Low education, smoking, high blood pressure may lead to increased stroke risk

American Heart Association Rapid Access Journal Report

August 14, 2014 Categories: Stroke News

Study Highlights:

  • Poorly educated adults who smoke face a higher risk of stroke than smokers with a higher education.
  • The combination of smoking and high blood pressure increased stroke risk the most, confirming earlier findings in numerous studies.

Embargoed until 3 p.m. CT / 4 p.m. ET Thursday, Aug. 14, 2014

DALLAS, Aug. 14, 2014 — Adults smokers with limited education face a greater risk of stroke than those with a higher education, according to new research in the American Heart Association’s journal Stroke.

The combination of smoking and high blood pressure increased stroke risk the most, confirming earlier findings in numerous studies.

In a multicenter Danish study, researchers defined lower education as grade school or lower secondary school (maximum of 10 years) education.

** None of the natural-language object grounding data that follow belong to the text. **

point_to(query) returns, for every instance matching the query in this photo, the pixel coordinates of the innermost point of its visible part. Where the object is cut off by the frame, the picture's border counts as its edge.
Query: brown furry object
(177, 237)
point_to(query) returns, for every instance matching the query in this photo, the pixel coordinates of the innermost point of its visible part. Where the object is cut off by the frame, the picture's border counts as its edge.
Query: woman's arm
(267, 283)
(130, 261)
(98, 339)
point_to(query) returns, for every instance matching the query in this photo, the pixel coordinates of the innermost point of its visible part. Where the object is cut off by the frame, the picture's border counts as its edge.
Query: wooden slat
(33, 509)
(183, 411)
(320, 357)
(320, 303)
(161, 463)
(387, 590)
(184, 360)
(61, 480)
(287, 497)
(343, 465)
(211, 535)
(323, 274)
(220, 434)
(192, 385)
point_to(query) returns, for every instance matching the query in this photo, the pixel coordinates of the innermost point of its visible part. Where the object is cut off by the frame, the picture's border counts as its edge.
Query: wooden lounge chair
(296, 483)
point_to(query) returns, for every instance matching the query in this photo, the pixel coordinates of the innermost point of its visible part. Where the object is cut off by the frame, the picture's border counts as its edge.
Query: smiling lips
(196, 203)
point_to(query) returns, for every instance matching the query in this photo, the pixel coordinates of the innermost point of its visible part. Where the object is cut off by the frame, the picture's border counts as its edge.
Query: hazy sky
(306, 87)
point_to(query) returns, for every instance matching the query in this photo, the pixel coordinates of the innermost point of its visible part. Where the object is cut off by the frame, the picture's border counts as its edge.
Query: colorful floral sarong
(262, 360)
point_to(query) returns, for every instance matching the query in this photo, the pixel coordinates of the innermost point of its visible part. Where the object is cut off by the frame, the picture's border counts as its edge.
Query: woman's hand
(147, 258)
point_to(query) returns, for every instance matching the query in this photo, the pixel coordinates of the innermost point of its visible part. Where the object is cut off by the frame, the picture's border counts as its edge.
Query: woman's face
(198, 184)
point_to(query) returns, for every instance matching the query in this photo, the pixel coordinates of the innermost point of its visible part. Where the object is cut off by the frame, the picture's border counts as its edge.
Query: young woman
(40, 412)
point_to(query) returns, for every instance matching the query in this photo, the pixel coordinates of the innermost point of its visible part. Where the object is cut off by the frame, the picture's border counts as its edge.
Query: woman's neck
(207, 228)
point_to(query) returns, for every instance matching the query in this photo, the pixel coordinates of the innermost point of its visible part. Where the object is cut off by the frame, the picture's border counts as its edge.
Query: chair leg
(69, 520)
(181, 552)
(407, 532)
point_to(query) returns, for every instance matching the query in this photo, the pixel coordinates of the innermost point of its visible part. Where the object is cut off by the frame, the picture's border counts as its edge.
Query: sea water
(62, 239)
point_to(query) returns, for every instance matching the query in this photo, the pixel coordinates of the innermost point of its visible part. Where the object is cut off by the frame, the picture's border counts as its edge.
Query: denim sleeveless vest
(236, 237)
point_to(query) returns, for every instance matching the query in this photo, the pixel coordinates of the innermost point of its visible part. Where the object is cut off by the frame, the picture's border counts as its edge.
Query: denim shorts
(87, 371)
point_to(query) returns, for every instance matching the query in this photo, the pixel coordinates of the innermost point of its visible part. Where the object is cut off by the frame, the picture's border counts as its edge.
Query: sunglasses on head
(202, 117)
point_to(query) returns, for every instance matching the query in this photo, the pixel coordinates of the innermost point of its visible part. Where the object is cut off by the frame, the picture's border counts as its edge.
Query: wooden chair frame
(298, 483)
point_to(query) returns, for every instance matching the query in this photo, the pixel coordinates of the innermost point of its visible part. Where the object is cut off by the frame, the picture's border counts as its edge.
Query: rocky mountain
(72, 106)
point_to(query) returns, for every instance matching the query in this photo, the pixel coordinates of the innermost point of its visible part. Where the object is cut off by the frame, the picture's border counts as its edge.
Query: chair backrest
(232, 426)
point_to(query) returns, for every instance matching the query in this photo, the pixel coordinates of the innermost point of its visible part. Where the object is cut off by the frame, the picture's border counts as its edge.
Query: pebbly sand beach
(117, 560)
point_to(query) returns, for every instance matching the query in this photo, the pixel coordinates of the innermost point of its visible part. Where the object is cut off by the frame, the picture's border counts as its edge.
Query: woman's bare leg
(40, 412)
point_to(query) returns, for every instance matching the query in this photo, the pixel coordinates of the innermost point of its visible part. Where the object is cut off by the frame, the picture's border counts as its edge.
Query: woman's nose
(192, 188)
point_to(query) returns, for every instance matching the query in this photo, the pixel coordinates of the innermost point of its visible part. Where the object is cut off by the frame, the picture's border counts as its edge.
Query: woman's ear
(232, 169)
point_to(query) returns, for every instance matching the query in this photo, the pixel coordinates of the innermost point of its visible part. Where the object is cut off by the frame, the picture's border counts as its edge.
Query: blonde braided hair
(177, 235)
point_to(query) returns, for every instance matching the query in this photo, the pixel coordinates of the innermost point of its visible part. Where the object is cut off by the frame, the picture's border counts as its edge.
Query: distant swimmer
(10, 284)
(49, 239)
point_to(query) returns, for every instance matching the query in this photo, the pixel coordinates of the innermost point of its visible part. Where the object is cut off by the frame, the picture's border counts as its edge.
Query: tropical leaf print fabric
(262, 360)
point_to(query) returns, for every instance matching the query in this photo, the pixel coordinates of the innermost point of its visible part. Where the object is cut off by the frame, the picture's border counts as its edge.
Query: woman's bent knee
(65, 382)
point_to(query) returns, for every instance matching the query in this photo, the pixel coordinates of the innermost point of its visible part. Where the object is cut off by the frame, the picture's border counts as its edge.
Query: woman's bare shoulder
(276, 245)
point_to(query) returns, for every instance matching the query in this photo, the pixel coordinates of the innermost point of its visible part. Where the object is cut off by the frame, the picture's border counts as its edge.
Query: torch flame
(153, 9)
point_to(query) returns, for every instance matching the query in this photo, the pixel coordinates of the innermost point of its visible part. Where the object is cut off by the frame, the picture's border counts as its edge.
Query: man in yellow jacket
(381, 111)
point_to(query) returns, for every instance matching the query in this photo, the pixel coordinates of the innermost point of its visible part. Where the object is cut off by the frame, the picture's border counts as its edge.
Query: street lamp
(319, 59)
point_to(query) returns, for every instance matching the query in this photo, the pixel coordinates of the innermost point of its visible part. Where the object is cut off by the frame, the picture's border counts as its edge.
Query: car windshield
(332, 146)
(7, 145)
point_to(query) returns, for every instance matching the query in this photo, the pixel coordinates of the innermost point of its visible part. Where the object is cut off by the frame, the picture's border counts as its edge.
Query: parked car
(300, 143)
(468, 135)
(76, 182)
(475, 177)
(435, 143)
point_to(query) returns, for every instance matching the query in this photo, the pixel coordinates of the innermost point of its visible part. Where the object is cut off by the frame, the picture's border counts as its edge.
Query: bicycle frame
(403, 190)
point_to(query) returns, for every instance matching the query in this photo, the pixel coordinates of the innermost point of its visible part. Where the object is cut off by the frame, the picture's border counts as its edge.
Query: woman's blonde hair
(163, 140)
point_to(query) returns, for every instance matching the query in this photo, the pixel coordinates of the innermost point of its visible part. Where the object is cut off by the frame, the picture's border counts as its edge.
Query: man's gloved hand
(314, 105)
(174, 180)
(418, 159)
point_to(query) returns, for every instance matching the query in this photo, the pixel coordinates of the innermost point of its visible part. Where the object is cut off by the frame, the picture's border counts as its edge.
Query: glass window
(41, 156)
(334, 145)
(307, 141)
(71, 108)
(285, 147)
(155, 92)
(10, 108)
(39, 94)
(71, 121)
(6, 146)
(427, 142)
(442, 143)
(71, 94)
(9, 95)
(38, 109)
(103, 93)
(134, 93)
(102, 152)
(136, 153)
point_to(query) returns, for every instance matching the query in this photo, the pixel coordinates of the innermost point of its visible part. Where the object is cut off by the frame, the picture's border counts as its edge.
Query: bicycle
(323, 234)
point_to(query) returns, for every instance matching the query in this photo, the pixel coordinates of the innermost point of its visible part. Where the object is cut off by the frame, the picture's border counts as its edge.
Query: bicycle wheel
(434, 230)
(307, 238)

“We found it is worse being a current smoker with lower education than a current smoker with a higher education,” said Helene Nordahl, Ph.D., M.S.C., study lead author and researcher at the Department of Public Health at the University of Copenhagen in Denmark. “Targeted interventions aimed at reducing smoking and high blood pressure in lower socioeconomic groups would yield a greater reduction in stroke than targeting the same behaviors in higher socioeconomic groups.”

Researchers divided 68,643 adults (30-70 years old) into low, medium and high education levels and assessed smoking and high blood pressure levels. They found:

  • Sixteen percent of men and 11 percent of women were at high-risk of stroke due to low education level, smoking and high blood pressure.
  • Men were more at risk of stroke than women, and the risk of stroke increased with age.
  • Ten percent of the high-risk men and 9 percent of the high-risk women had an ischemic stroke during the study’s 14-year follow-up.
  • Smokers with low education had a greater risk of stroke than smokers with high education regardless of their blood pressure.

“Universal interventions such as legislation or taxation could also have a strong effect on stroke in the most disadvantaged,” Nordahl said. “We need to challenge disparities in unhealthy behaviors, particularly smoking.”

Researchers weren’t able to consider differences associated with ethnicity because 98 percent of the participants were Danes.

“The distribution of stroke risk factors may vary across various contexts and study populations,” Nordahl said. “However, since the most disadvantaged groups are often exposed to a wide number of stroke risk factors, it seems plausible that these people are at higher risk of stroke not only in Denmark, but also in other industrialized countries.”

Co-authors are Merete Osler, M.D., Ph.D.; Birgitte Lidegaard Frederiksen, M.D., Ph.D.; Ingelise Andersen, M.S., Ph.D.; Eva Prescott, M.D., Ph.D.; Kim Overvad, M.D., Ph.D.; Finn Diderichsen, M.D., Ph.D.; and Naja Hulvej Rod, M.S., Ph.D. Author disclosures are on the manuscript.

The Danish Cancer Society funded the study.